A team of scientists has just made a major breakthrough in medical research by partially reversing the aging process in both cells and live animals. The technique works by changing gene expression in a way that makes cells behave more like embryonic cells. The team’s method even slowed down a premature aging disease in laboratory mice. The details are in a paper that was just published in the journal Cell.
As modern medicine improves, people are living longer and are more likely to die from an age-related disease than a deadly infection. It seems impossible but if researchers could reverse the aging process, even slightly, the method could be used to improve quality of life or treat certain disorders. Scientists are currently able to induce mature cells to revert back to embryonic cells in a process called cellular reprogramming. By activating genes called Yamanaka factors, researchers can take any cell and convert it back into a pluripotent stem cell, which is capable of developing into any kind of cell. Yamanaka factors could be used to make cells “younger” but there are two major concerns. First, the rapid proliferation of these new embryonic cells could lead to cancer-like problems. Second, organ failure is a risk if too many mature cells revert back to their embryonic precursors. Scientists from the Salk Institute investigated whether turning Yamanaka factors on temporarily could achieve anti-aging effects without causing these types of problems.
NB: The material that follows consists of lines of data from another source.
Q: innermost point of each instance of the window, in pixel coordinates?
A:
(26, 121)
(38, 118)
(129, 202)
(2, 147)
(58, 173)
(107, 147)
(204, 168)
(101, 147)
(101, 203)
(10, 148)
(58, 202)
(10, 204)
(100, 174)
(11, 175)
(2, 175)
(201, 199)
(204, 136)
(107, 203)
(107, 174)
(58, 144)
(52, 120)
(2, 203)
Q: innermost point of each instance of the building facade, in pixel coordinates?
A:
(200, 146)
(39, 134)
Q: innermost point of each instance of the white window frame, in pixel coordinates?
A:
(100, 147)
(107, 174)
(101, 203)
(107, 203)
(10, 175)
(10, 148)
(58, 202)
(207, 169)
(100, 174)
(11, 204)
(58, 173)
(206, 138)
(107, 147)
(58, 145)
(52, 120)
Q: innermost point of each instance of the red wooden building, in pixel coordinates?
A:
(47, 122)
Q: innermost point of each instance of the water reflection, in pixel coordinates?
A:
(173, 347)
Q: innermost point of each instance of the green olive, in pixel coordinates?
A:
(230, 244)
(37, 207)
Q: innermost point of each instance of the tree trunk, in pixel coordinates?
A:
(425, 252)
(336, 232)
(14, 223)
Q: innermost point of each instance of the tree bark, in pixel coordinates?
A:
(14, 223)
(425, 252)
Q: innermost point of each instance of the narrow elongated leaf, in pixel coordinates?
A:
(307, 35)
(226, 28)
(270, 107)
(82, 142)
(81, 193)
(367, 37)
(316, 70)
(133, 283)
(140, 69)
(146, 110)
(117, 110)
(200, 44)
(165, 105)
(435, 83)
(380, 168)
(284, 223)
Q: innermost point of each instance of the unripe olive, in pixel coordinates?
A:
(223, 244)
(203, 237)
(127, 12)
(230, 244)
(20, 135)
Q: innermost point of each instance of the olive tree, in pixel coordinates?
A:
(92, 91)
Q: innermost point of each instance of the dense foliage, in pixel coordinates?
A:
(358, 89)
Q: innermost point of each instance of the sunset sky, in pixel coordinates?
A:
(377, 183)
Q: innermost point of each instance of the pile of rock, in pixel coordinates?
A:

The team induced Yamanaka factors for a short period of time in mice that had a genetic disease called progeria. Progeria, which also affects humans, causes patients to age rapidly and die at a young age. There is currently no cure. After first testing their anti-aging method on mouse skin cells, the team induced Yamanaka factors in live adult mice with progeria. Amazingly, the mice not only appeared younger but their organs and cardiovascular systems began to function better. They lived 30% longer than untreated mice and none of the experimental mice developed cancer. Their cells appeared younger—the researchers’ method had literally reversed aging processes. The team achieved similar results with healthy but aging mice; organs functioned better and the animals healed faster from injuries. While this is exciting news, the team cautions that human trials are still far off.
Researchers were able to reverse aging processes in both cells and live mice. Their technique could be used to treat a number of aging disorders, including progeria. The team’s method could, in the future, be used to simply “rejuvenate” someone who is developing age-related medical problems. Although the treatment worked on live mice, it’s unknown if humans will react the same way.
Ocampo et al. In vivo amelioration of age-associated hallmarks by partial reprogramming. Cell (2016).